Mélancolie froide, poésie évidente, voyage musical, hurlements et lamentations, piano martelé, autant d’ingrédients qui font que ce projet se dirige doucement mais sûrement vers ce qui fait la recette d’un joli projet post-metal/post-hardcore. Ovni musical beaucoup trop particulier pour rentrer dans les cases des autres groupes de musiques extrêmes. La recette semble avoir privilégié l’introspection cette fois-ci : voir moins grand que par le passé, être plus proche de soi-même, de son projet artistique. Projet plus confidentiel, moins surproduit sans doute mais peut-être plus à même de toucher le public concerné. Les mélodies au piano sont très belles, il y a un énorme travail sur la cohérence artistique et l’atmosphère, et le recours au scream renforce l’intensité des morceaux. Il est par contre indispensable d’écouter l’album avec un bon système de son tant l’orchestration peut être un peu exigeante et parfois le mixage un peu brouillon. J’ai personnellement trouvé le piano souvent trop présent et très martelé, parfois aussi trop électronique et mécanique dans sa sonorité. Si l’intensité de jeu est évidente et au service de l’ambiance, j’aurais aimé un équilibrage un peu plus subtil, d’autant plus qu’il y a deux claviers. Le chant s’étouffe aussi des fois, supplanté par le piano. Je ne suis pas toujours très fan du chant non plus sur les parties clean. Je pense qu’il y a un équilibre à trouver sur les prochains albums et un travail qui peut être affiné pour conserver ce désir évident d’intensité dans le jeu et ce débordement d’émotions, sans que cela n’impacte la qualité de l’écoute. Peut-être que l’intégration d’éléments plus organiques pourraient également apporter quelque chose. Il en ressort malgré tout une interprétation sincère et tourmentée, pleine de sensibilité et d’audace aussi de proposer un projet aussi atypique sur la scène métal. J’avoue être curieuse également d’entendre ce que donne l’interprétation en live.
L’album commence avec le morceau « From Gold To Stones » qui dépeint l’expédition vaine de chercheurs d’or en Alaska, une métaphore des quêtes et des épreuves de la vie. Partir avec l’espoir du succès et ne revenir qu’avec une maigre récompense. Le morceau s’ouvre immédiatement sur un cri et le piano dans une mélodie et une rythmique très tourmentées. Il y a quelque chose de lancinant. Les passages plus atténués permettent de laisser un peu de place au chant clean. Le morceau est sorti en single et s’accompagne d’un clip déjà disponible. La mélodie progresse vers une montée très lyrique, toujours plus haut.

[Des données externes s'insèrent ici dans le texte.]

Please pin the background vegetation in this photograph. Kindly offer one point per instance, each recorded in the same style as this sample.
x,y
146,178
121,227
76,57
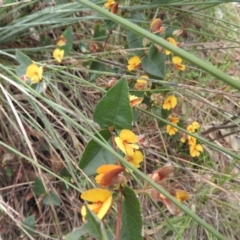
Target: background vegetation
x,y
45,128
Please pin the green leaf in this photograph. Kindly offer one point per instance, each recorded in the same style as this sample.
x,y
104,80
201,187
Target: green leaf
x,y
114,109
68,34
38,187
135,41
98,67
152,68
24,61
95,155
93,226
29,224
131,216
51,199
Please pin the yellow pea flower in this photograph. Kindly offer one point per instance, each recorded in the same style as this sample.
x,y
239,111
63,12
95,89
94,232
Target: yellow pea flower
x,y
195,150
61,41
191,140
141,84
134,100
34,72
127,142
58,54
170,102
109,4
170,129
133,63
101,201
136,159
109,175
177,61
156,25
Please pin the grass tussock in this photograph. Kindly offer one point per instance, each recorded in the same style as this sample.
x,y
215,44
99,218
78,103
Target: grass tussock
x,y
43,135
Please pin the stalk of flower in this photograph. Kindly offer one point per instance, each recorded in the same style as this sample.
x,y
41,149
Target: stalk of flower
x,y
170,102
109,175
133,63
34,72
177,62
101,201
173,42
127,142
58,54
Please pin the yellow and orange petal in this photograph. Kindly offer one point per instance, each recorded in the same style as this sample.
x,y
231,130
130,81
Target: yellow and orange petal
x,y
195,150
134,100
171,130
177,61
101,202
108,175
174,120
156,25
109,4
191,140
58,54
34,72
136,159
133,63
196,125
127,142
141,84
181,195
173,42
61,41
170,102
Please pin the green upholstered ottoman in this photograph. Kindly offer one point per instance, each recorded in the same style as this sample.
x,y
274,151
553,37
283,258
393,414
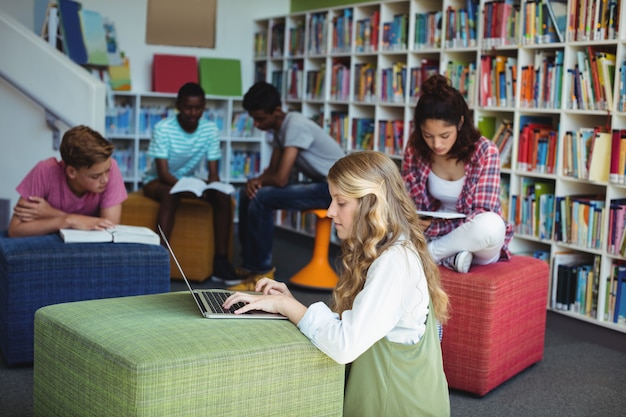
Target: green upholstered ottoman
x,y
154,355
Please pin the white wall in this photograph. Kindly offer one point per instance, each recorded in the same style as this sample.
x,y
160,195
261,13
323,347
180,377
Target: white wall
x,y
233,37
24,137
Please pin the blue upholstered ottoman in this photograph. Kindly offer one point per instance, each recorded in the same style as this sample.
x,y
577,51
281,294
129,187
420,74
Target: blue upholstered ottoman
x,y
43,270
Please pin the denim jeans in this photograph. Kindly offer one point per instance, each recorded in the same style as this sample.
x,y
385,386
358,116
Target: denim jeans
x,y
256,218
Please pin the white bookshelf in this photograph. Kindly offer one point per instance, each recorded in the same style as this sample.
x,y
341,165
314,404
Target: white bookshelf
x,y
132,137
268,61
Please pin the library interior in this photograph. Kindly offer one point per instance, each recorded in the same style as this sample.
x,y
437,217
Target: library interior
x,y
544,82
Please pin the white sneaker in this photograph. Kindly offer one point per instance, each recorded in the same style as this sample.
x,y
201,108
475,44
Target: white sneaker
x,y
460,262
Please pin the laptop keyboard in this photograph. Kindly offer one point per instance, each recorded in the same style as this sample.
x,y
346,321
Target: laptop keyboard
x,y
215,300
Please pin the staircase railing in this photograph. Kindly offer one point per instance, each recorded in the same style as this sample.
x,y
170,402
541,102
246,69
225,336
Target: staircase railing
x,y
68,93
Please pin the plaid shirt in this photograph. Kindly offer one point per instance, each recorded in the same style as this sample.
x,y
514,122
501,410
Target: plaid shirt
x,y
480,192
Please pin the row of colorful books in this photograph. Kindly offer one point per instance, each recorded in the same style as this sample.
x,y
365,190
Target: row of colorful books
x,y
393,83
391,136
365,82
616,243
542,83
544,21
590,83
532,211
621,105
296,39
576,220
295,79
244,164
366,35
541,21
500,24
593,20
588,154
461,26
498,81
318,34
395,33
120,120
341,32
576,286
575,283
428,30
315,83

« Ka Ora » démarre plus sobrement, chant clean et piano, avant que la batterie ne se rajoute. Le morceau dépeint l’histoire d’un prisonnier enrôlé pour combattre contre son propre camps, une sorte de métaphore sur le fait que les personnes ne sont ni bonnes ni mauvaises par essence. La chanson propose des pauses plus calmes et épurées au piano, apportant un peu de douceur et de respiration à des morceaux globalement très longs. La batterie adopte une rythmique plus martiale aussi et le piano fuse à la fin.
Le morceau suivant « Innocent, Innocent » traite du poids des traumas et des blessures familiales, du besoin de s’en extraire et de les guérir pour avancer. Le groupe indique avoir travaillé avec des adolescents sur ce titre autour d’un projet socio-culturel. L’atmosphère est plus sombre et mélancolique, moins tourmentée et empressée, illustrée dans un clip, le single étant sorti plus tôt.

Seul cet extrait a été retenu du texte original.